Schneider first came on board the project as an advisor (“I was just happy to wax philosophical about magic in theater and story”), but Hinderaker quickly realized he was writing the part for him. Beginning in 2012, he says they met weekly “to talk about the play, look at pieces of magic and build the show in a very unique way.”

Brett Schneider | Ashlee Rezin/Sun-Times

Brett Schneider | Ashlee Rezin/Sun-Times

Schneider admits that if there isn’t a deck of cards in his pocket there’s usually one nearby. His interest in magic began as a child when he received a magic kit as a gift. But instead of magic becoming a passing interest it stuck.
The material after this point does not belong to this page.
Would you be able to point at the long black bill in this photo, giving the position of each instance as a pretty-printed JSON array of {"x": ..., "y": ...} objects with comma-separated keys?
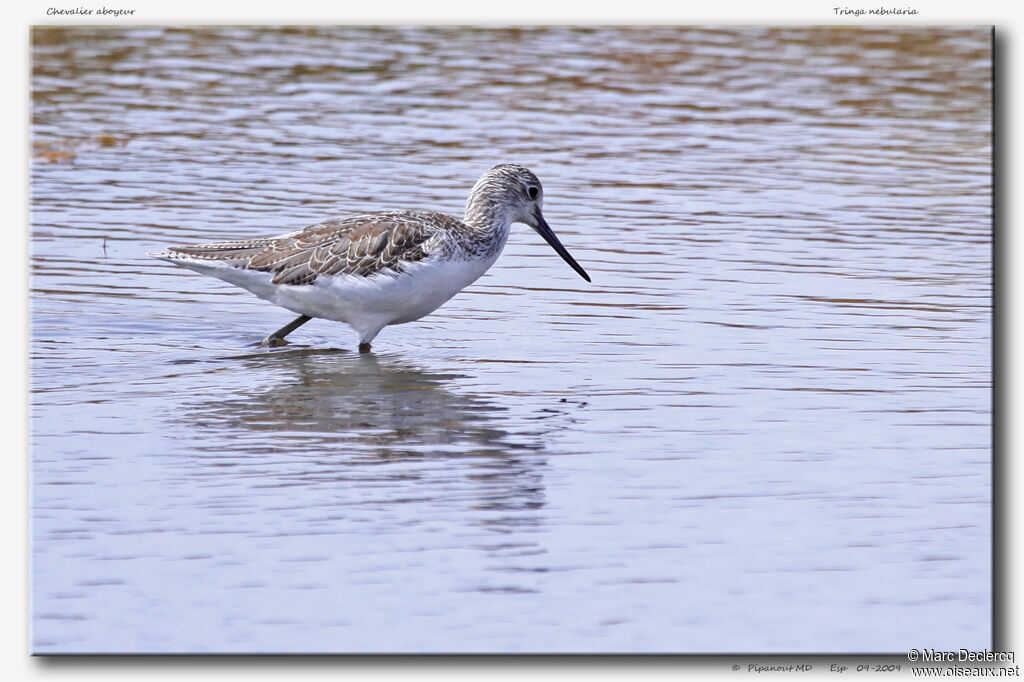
[{"x": 544, "y": 230}]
“I was around 10 when I really got the bug,” Schneider, 31, recalls. He became a regular at a magic shop in his hometown San Francisco and when he was around 13 began performing at dinner parties, banquets and corporate events. Close-up slight of handwork became a specialty. At Northwestern University, where he studied theater and philosophy, he co-created a one-man show, “Dark Room,” that combined narrative with magic.

“I loved that show. It spoke to all the things I was interested in,” Schneider recalls. “I knew I wanted to keep the two in tandem as I started working as a professional actor.”

Schneider’s illusion design work has been seen on many Chicago stages and nominated for two Jeff Awards. An added challenge in “The Magic Show” has been following Hinderaker’s lead as the playwright came up with his own ideas for illusions.

“It was my job along with the rest of the design team to reverse engineer his ideas and bring them to life,” Schneider says. “It was and interesting and wonderful challenge.”

As part of the show, Schneider will bring up audience members to participate in his sleight-of-hand card tricks. It’s a bit like working without a net, he says.

“At times, it can be terrifying but it’s also thrilling,” Schneider says. “It’s also a gift to be given elements of the show every single night that you have no idea how they will go. It allows you to be even more present in the moment.”

Hinderaker adds that these interactions bring out Schneider’s great strength as both an actor and magician: “He builds this relationship with the volunteers that is as intimate and miraculous as it can be. We are finding that the only way to create moments like this is if you also embrace the possibility of failure. This is all part of the essence of the piece I wanted to create.”

NOTE: “The Magic Play” is appropriate for ages 13 and up.

Mary Houlihan is a local freelance writer.